Last week I gave myself one day to rework the living room after receiving our new chairs! I didn’t do much, just re-arranged the furniture layout and sewed some new curtains. Here’s the deal…back in 2018 when we finished our living room remodel, I hung one curtain panel for the window and I always intended to make a second panel, but I never got around to it. So for 3 years I’ve been staring at one of my biggest pet peeves – a single asymmetrical curtain.
The #1 thing I wanted to do in my 1 day refresh was to sew new curtains…to start from scratch and to hang TWO panels! I sourced fabric and prices were upwards of $300…which is pretty common for custom (and tall) curtains. But I wanted to keep things budget friendly so I chose to go the unconventional route – drop cloths!
I turned drop cloths into curtains and I’m really happy with the outcome.
Step 1 – Cut The Fabric
Typically curtains are 54” wide and I like to double up curtains for a fuller look. So I purchased two canvas drop cloths and cut them as close to 108” wide as possible. (My canvases had a seam at 98” so I just cut them there.)
You may also need to cut the length of the curtains depending on how tall your ceiling is. (TIP: measure the length of the curtains you need and add roughly 8” to account for your top and bottom hems.)
Step 2 – Hem The Sides
I like a 1” hem and I folded the sides in twice so there weren’t any raw edges exposed. Sew along the entire side and repeat on the other side.
If you cut the length of your fabric, go ahead and hem that side with a 1 inch (or less) hem. (Just fold the fabric once opposed to twice for this side.)
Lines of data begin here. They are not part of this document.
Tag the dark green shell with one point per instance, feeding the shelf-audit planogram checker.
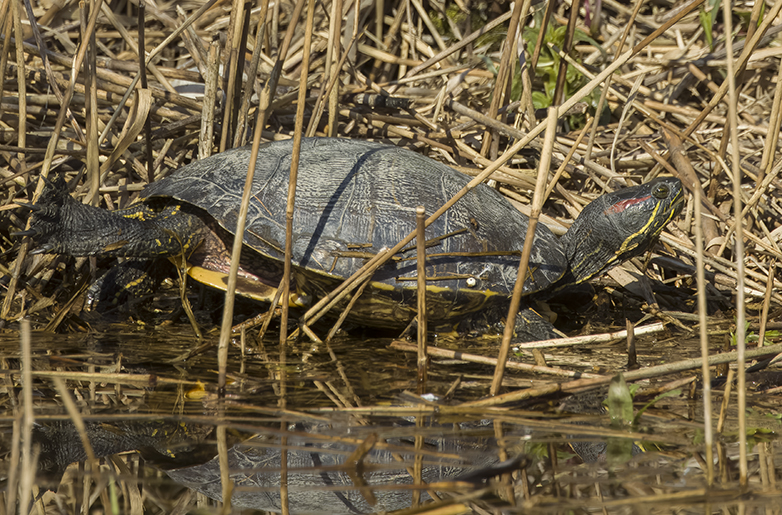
(354, 198)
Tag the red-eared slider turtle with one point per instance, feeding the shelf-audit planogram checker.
(353, 199)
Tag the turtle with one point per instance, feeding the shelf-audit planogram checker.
(354, 198)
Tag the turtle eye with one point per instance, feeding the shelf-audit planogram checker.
(661, 191)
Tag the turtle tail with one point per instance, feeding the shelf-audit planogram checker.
(60, 224)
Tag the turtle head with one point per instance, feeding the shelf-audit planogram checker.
(620, 225)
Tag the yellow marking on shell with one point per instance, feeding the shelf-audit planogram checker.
(626, 245)
(116, 245)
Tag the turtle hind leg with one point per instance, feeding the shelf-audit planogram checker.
(61, 224)
(126, 283)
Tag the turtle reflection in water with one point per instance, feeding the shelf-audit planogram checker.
(354, 198)
(320, 477)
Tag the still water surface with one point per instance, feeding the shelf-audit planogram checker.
(358, 439)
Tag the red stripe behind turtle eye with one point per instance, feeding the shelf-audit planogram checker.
(624, 204)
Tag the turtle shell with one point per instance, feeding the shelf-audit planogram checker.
(354, 198)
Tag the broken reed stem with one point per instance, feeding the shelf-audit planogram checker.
(231, 68)
(334, 61)
(708, 435)
(143, 74)
(604, 93)
(240, 138)
(93, 130)
(766, 303)
(484, 360)
(420, 245)
(529, 240)
(739, 239)
(27, 469)
(581, 385)
(298, 134)
(206, 136)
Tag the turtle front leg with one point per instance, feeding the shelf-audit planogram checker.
(62, 225)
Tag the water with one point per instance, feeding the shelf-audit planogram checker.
(163, 408)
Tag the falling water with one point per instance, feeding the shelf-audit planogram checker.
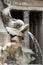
(37, 47)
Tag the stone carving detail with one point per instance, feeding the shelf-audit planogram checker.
(15, 50)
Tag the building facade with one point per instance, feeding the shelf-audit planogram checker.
(31, 12)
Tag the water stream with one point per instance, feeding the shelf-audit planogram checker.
(38, 51)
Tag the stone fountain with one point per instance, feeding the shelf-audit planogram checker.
(15, 52)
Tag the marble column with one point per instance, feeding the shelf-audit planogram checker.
(26, 21)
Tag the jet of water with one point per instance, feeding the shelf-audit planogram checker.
(37, 47)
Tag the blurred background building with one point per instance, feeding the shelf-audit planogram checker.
(31, 12)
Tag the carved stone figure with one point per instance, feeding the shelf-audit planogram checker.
(15, 50)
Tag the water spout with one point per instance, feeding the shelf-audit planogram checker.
(37, 47)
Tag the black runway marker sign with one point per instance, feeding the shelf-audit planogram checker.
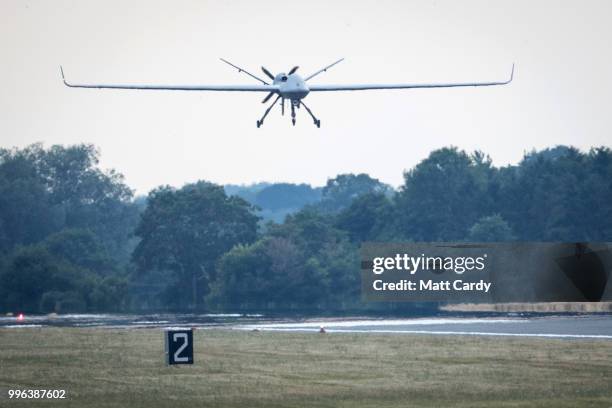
(179, 346)
(486, 272)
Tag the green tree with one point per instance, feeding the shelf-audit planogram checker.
(443, 196)
(367, 218)
(185, 232)
(340, 191)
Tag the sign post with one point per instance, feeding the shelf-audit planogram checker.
(178, 346)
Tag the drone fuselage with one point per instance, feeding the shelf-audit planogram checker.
(291, 86)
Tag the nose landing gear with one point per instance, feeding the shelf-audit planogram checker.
(296, 103)
(260, 122)
(317, 122)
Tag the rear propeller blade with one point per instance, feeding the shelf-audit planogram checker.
(267, 73)
(267, 98)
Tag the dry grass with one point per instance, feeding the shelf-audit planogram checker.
(544, 307)
(100, 368)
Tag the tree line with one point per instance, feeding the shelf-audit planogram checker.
(74, 238)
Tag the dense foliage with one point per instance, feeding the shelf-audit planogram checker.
(73, 238)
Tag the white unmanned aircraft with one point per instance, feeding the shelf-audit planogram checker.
(285, 86)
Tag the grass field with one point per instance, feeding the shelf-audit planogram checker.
(103, 367)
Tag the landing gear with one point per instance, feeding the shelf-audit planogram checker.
(317, 122)
(260, 122)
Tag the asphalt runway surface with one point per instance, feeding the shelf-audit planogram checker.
(586, 326)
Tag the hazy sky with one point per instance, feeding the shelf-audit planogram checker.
(560, 94)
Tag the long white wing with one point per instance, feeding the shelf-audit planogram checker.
(363, 87)
(230, 88)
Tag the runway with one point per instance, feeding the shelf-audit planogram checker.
(569, 327)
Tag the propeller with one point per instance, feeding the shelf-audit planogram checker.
(267, 73)
(267, 98)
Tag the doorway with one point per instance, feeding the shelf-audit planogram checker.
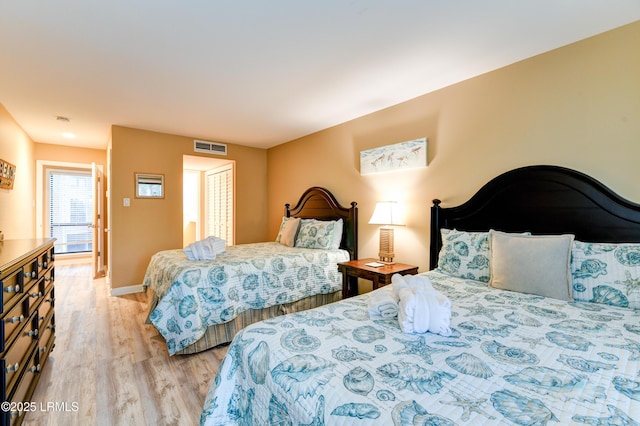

Step 3 – Attach The Heading Tape
Fold down the top of your fabric a little wider than your heading tape and pin the header onto the fabric. My header was roughly 4” total. (TIP: for a clean edge, hem the heading tape before sewing it onto the fabric.)
Sew the heading tape onto the fabric.
Step 4 – Attach The Pleat Hooks
My hooks are from Ikea, but these hooks would do the same thing!
I attached one hook on the end and then spaced them roughly 14 slots apart. For a pleated header, leave a gap with each hook like in the photo above.
Step 5 – Hang And Measure For Your Bottom Hem
I like to leave the bottom hem until the end to make sure I get the length perfect. With the curtains hanging, fold the fabric up until the fabric is roughly 1/8” off the floor. You can either pin the fabric while it hangs or just measure how much you need to fold the fabric up and pin later. If you pin later, measure in a few spots in case your floor slopes and the length needs to change.
Then take your curtains down and sew the bottom hem. Mine was roughly 4” tall.
Step 6 – Hang Them For Good!
I think the key to elevating drop cloth curtains is in how they hang which is why I chose to attach a header and pleating hooks. Having clean folds with curtain rings instantly takes any curtain up a notch. But before you hang them, they may need to be ironed.